# Locally maximizing the Rényi entropies

## August 25, 2018*

Tags: entropies, visualization

As I was rewriting my website, I found some visualizations I had stored on my old website to show a collaborator, and I figured it was worth writing a little to have a more proper place to put them; hence this post 😊.

Probability distributions on three letters consist just of three non-negative numbers which add up to 1, which we can see as a vector in $$\mathbb{R}^3$$. The set of all such distributions form a simplex, which looks like a 2D triangle laying in $$\mathbb{R}^3$$:  The simplex of probability distributions on three letters from two perspectives.

We can parametrize such distributions just by their $$x$$- and $$y$$-coordinates, since their $$z$$-coordinate is given by $$z=1-x-y$$. This allows us to plot functions $$f$$ that vary over the set of probability distributions on three letters in $$\mathbb{R}^3$$: for each valid choice of $$(x,y)$$ coordinates, we plot the number $$f(x,y,1-x-y)$$ at the point $$(x,y)$$. One particular function of probability distributions that I’m interested in is the $$\alpha$$-Rényi entropy. When considering probability distributions on three letters, it’s given by $H_\alpha( \vec p) = \frac{1}{1-\alpha}\log(x^\alpha + y^\alpha + z^\alpha)$ where $$\vec p = (x,y,z)$$, and $$\alpha \in (0,1)\cup(1,\infty)$$ is a parameter. From this function, we can define another function of probability measures, $\Delta_\varepsilon(\vec p) = \max_{ \vec q \in B_\varepsilon( \vec p) } H_\alpha (\vec q) - H_\alpha(\vec p),$ where $$B_\varepsilon(\vec p)$$ is called the $$\varepsilon$$-ball around $$\vec p$$, and consists of all probability measures which are $$\varepsilon$$-close to $$\vec p$$ in total variation distance. For example if $$\vec r = (0.21, 0.24, 0.55)$$, then $$B_\varepsilon(\vec r)$$ is given by the filled purple hexagon in Figure 2: $$B_\varepsilon(\vec r)$$ is the purple hexagon.

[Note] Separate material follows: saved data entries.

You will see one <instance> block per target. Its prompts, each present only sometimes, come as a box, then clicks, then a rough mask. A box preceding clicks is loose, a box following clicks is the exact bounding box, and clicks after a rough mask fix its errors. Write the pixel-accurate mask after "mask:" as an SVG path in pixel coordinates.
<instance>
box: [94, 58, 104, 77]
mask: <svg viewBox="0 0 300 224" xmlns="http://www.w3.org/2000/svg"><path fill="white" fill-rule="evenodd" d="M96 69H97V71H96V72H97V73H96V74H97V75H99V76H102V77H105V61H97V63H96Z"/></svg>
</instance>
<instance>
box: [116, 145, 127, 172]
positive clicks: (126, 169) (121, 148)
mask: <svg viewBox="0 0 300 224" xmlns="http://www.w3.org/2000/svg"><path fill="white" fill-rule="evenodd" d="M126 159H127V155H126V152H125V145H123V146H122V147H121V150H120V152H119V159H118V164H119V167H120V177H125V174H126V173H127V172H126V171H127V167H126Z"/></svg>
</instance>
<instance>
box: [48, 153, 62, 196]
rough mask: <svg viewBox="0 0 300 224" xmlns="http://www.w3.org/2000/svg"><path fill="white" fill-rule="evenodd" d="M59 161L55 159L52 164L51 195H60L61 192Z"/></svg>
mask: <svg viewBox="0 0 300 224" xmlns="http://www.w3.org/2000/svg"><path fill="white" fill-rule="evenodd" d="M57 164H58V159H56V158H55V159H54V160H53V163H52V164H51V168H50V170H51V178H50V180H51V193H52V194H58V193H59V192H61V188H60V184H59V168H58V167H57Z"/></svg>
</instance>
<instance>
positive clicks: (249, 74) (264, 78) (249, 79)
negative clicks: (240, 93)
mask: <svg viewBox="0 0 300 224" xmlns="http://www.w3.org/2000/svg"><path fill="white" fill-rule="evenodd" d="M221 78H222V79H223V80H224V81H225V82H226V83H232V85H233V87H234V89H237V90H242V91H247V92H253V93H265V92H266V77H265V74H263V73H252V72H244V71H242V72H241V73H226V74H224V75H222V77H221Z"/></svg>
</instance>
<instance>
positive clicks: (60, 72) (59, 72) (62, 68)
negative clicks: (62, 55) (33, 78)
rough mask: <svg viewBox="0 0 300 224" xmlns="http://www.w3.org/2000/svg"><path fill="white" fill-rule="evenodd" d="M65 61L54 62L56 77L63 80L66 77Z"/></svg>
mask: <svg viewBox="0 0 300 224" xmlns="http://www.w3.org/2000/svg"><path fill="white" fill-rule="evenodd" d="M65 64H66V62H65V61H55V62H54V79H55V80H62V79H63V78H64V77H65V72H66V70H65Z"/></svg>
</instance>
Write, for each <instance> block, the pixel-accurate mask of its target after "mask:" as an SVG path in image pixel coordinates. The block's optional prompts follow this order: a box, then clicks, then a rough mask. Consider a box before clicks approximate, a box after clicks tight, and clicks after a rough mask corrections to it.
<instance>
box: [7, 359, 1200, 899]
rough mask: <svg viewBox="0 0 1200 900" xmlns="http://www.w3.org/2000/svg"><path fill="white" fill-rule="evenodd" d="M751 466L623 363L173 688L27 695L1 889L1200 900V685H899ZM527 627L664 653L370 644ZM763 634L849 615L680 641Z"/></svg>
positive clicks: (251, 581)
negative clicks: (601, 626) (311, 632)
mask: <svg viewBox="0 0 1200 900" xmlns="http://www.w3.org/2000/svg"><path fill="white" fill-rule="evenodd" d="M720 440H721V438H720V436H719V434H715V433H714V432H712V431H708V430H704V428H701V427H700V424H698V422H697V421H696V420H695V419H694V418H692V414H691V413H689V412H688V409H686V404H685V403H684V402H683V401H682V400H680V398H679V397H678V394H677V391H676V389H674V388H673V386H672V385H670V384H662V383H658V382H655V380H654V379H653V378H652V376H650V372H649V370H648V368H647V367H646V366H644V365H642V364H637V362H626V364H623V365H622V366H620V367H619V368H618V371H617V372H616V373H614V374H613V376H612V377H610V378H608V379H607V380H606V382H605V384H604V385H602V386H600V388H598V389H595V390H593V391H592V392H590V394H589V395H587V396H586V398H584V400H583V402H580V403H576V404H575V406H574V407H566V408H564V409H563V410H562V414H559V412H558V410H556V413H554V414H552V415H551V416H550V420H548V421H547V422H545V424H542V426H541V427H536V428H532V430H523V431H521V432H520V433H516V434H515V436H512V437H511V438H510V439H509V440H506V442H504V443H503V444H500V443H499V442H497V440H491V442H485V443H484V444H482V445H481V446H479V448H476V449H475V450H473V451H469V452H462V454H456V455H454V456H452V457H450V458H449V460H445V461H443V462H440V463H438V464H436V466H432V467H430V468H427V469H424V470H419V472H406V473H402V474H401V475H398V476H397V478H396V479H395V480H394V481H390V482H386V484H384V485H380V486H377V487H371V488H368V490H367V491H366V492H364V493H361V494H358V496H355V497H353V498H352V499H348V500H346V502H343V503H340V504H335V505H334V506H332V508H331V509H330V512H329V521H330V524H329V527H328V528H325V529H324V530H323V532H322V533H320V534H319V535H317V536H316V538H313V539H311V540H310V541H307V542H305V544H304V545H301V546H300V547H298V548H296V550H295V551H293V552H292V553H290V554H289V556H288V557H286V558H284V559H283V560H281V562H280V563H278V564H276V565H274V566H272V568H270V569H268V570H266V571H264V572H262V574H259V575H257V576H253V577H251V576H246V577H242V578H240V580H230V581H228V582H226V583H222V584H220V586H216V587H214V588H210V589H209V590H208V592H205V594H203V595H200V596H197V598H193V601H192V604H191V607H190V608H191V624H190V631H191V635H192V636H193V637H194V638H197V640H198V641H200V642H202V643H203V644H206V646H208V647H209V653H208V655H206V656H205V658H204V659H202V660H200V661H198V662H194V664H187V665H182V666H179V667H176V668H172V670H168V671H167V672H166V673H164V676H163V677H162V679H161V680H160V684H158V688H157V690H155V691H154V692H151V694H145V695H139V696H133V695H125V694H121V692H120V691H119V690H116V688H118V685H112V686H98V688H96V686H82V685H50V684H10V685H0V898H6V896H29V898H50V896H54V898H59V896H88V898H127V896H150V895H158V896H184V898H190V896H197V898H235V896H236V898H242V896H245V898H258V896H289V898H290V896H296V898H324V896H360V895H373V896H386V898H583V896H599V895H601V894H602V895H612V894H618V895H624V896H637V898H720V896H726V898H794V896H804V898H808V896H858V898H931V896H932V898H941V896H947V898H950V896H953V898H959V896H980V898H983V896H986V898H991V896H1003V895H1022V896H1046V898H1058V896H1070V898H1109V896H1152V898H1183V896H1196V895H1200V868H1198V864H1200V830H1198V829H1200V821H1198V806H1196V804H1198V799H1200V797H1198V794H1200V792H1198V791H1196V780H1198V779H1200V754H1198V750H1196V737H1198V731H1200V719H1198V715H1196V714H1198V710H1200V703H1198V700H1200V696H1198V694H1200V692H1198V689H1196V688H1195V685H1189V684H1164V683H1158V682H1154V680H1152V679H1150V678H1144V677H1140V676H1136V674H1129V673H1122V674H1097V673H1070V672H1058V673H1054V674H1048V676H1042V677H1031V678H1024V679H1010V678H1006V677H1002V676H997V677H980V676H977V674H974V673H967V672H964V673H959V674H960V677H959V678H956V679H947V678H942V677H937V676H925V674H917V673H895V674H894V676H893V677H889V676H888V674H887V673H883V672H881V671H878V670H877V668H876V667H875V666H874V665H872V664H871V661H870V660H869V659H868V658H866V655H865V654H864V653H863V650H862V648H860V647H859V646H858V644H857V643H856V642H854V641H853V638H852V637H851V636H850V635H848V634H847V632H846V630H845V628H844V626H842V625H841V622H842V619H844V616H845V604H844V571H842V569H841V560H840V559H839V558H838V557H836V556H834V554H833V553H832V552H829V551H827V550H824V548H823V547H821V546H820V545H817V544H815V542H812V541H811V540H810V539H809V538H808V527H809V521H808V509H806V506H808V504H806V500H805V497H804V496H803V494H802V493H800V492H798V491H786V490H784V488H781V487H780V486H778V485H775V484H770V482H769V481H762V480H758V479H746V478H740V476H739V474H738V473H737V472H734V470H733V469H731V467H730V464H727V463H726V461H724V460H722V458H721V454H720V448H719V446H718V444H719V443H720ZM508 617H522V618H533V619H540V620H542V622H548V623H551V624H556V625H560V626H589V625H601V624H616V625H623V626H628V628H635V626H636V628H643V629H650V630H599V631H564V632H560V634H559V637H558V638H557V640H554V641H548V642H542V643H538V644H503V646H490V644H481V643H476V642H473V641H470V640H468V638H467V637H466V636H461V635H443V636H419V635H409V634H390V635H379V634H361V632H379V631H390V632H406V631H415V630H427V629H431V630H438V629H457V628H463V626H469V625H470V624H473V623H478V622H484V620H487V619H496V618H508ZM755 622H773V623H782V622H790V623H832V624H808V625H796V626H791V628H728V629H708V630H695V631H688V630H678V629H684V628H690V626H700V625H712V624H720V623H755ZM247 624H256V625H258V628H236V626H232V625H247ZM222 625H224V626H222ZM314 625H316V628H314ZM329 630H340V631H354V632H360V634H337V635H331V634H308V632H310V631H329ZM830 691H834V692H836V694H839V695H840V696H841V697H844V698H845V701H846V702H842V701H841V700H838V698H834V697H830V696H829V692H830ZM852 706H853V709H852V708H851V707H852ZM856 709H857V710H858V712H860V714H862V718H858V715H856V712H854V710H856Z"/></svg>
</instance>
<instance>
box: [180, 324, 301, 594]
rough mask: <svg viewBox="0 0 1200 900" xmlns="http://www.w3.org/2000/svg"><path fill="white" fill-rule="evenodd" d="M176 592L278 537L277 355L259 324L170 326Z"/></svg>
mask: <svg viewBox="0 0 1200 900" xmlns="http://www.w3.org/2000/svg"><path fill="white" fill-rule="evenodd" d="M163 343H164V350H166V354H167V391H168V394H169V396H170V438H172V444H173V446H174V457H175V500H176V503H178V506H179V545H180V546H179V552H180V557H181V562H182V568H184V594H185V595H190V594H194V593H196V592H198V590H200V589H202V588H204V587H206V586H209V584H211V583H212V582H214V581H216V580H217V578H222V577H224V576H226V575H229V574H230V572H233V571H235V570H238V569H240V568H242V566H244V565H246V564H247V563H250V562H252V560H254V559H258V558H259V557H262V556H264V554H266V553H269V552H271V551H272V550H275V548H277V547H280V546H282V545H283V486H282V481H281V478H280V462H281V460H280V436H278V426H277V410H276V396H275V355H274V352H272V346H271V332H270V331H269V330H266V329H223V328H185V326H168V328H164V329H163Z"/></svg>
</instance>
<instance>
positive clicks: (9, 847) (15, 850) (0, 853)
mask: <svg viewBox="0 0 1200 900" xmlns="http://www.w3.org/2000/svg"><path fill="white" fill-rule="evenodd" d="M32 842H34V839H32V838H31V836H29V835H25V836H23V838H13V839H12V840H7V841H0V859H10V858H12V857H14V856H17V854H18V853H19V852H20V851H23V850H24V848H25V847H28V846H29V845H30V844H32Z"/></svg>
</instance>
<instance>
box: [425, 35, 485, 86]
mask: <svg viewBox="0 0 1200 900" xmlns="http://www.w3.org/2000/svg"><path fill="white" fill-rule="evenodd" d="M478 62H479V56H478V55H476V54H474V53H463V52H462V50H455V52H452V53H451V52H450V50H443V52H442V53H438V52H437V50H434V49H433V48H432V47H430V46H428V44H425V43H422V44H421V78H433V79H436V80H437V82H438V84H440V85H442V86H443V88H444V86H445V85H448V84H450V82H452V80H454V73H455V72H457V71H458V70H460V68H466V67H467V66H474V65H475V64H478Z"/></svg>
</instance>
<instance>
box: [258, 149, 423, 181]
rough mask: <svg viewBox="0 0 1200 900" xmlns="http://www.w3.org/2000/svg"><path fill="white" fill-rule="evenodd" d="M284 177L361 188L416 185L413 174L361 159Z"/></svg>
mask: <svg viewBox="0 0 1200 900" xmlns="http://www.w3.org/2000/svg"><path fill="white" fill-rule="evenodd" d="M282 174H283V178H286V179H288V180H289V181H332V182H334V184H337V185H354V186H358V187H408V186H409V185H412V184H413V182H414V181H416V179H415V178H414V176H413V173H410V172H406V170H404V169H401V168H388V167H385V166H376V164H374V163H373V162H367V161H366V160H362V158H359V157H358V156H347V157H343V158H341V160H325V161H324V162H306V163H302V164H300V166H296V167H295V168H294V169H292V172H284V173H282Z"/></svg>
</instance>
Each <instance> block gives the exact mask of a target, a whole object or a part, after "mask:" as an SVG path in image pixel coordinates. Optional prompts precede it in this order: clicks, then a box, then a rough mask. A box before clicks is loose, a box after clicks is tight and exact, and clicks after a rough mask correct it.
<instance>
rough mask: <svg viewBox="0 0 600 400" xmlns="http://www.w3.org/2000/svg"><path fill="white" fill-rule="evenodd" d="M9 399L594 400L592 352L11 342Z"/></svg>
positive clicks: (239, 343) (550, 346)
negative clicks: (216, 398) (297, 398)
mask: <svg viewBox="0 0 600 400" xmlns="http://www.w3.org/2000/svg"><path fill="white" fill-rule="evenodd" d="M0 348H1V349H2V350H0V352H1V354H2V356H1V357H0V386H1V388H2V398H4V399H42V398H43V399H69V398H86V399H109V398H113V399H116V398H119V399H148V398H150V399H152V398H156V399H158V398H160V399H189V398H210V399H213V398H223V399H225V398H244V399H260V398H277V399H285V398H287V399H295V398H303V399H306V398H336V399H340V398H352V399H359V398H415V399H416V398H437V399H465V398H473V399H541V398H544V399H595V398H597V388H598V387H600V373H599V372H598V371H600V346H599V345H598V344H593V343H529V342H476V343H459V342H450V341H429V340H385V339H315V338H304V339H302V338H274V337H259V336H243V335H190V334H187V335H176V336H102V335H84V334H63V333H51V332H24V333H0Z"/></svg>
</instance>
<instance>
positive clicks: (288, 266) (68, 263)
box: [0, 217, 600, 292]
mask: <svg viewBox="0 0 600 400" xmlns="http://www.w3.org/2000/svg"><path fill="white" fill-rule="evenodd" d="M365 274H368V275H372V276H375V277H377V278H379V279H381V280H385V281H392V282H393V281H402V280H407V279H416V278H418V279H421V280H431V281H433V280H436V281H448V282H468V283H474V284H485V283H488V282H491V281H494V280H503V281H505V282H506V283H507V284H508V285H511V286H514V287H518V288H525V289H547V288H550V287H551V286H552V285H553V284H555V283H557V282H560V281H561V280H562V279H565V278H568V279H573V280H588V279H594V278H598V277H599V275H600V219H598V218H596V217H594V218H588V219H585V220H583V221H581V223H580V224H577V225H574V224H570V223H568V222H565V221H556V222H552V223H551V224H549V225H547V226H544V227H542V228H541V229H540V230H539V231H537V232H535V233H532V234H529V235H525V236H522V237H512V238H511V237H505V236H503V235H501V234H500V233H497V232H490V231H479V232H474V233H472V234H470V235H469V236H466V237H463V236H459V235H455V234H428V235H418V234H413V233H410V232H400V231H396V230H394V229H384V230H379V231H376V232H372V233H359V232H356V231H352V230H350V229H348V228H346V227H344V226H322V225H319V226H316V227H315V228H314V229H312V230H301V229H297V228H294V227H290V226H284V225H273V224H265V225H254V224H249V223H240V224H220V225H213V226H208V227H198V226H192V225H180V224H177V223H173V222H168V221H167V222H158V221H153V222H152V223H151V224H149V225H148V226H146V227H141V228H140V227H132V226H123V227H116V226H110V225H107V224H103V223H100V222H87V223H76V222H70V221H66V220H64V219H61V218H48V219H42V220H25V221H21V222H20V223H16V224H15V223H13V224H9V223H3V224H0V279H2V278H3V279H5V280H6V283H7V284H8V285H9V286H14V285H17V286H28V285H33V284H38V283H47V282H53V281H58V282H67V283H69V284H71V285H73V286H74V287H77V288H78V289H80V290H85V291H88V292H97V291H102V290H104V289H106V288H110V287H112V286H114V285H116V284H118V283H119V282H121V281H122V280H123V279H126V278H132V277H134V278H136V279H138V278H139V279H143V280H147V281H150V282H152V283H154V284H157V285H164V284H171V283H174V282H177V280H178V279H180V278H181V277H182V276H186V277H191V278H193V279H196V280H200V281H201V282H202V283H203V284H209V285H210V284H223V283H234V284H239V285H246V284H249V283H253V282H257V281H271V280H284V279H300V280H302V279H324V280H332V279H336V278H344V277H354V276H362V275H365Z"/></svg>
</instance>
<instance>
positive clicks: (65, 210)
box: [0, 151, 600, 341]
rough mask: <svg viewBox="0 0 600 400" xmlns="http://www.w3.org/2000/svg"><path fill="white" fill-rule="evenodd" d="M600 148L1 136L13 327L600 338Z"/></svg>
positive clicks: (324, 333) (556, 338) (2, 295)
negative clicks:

It turns out that this maximum is achieved at one unique point; for the case before, it’s shown here: The maximizer of $$H_\alpha$$ over the ball $$B_\varepsilon(\vec r)$$ is the unlabelled black point at the bottom of the hexagon.

and we can write down a form for the maximizer. This allows us to plot the value of $$\Delta_\varepsilon$$ as it varies over the set of probability distributions, for a given $$\varepsilon$$ and $$\alpha$$. The quantity $$\Delta_\varepsilon$$ is useful for proving continuity bounds. I’ve included some of these plots of it below.

$$\Delta_\varepsilon$$ with $$\varepsilon = 0.1$$, for the $$\alpha$$-Rényi entropy with $$\alpha = 0.5$$.

$$\Delta_\varepsilon$$ with $$\varepsilon = 0.1$$, for the $$\alpha$$-Rényi entropy with $$\alpha = 1.5$$.

$$\Delta_\varepsilon$$ with $$\varepsilon = 0.1$$, for the $$\alpha$$-Rényi entropy with $$\alpha = 2.0$$.

$$\Delta_\varepsilon$$ with $$\varepsilon = 0.1$$, for the $$\alpha$$-Rényi entropy with $$\alpha = 3.0$$.